Des manifestants se rassemblent ce jeudi 20 mars au soir dans la capitale économique turque pour le deuxième jour consécutif après l’arrestation du maire d’opposition, Ekrem Imamoglu, également rival d’Erdogan pour la présidentielle 2028.

Pour le deuxième soir d’affilée, une foule de plusieurs milliers de manifestants a afflué ce jeudi 20 mars devant le siège de la municipalité d’Istanbul en soutien au maire d’opposition (CHP), Ekrem Imamoglu. Poursuivi pour «corruption» et «terrorisme», ce dernier a exhorté la nation et les juges à réagir au lendemain de son arrestation. «J’en appelle aux membres du pouvoir judiciaire […]. Vous devez agir et vous occuper de cette poignée de collègues qui ternissent notre système judiciaire», a écrit l’édile dans un message relayé par ses avocats sur X. «Vous ne pouvez pas et ne devez pas vous taire», a insisté le principal opposant au président Erdogan.

Jeudi soir, la police turque a fait usage de balles en caoutchouc et de gaz lacrymogène en direction du rassemblement. Selon les correspondants de l’AFP, les policiers ont ainsi voulu bloquer un groupe de jeunes manifestants qui tentaient de se diriger vers la place Taksim.

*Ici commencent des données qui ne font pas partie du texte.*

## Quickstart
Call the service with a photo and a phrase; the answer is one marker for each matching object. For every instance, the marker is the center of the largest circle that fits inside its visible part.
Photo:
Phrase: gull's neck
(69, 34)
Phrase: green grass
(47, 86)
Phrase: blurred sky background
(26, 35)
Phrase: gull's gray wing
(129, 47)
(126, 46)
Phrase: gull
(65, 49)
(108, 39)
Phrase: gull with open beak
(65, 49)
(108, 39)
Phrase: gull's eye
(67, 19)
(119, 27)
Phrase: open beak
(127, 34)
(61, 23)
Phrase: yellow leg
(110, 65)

Dans l’après-midi, des manifestants, majoritairement étudiants des universités de la ville, avaient déjà convergé vers l’hôtel de ville d’Istanbul où le parti du maire, le CHP (Parti républicain du peuple, social-démocrate), avait invité à un nouveau rassemblement en soirée. L’édile de la plus grande ville et capitale économique de la Turquie devait être intronisé dimanche candidat à la présidentielle 2028 de son parti, qui est la première force d’opposition. Dès mardi, l’annulation de son diplôme universitaire entravait son droit à briguer la présidence. «En tant que nation, nous devons rester unis contre ce mal», a écrit sur X le maire d’Istanbul, dont le parti dénonce un «coup d’Etat».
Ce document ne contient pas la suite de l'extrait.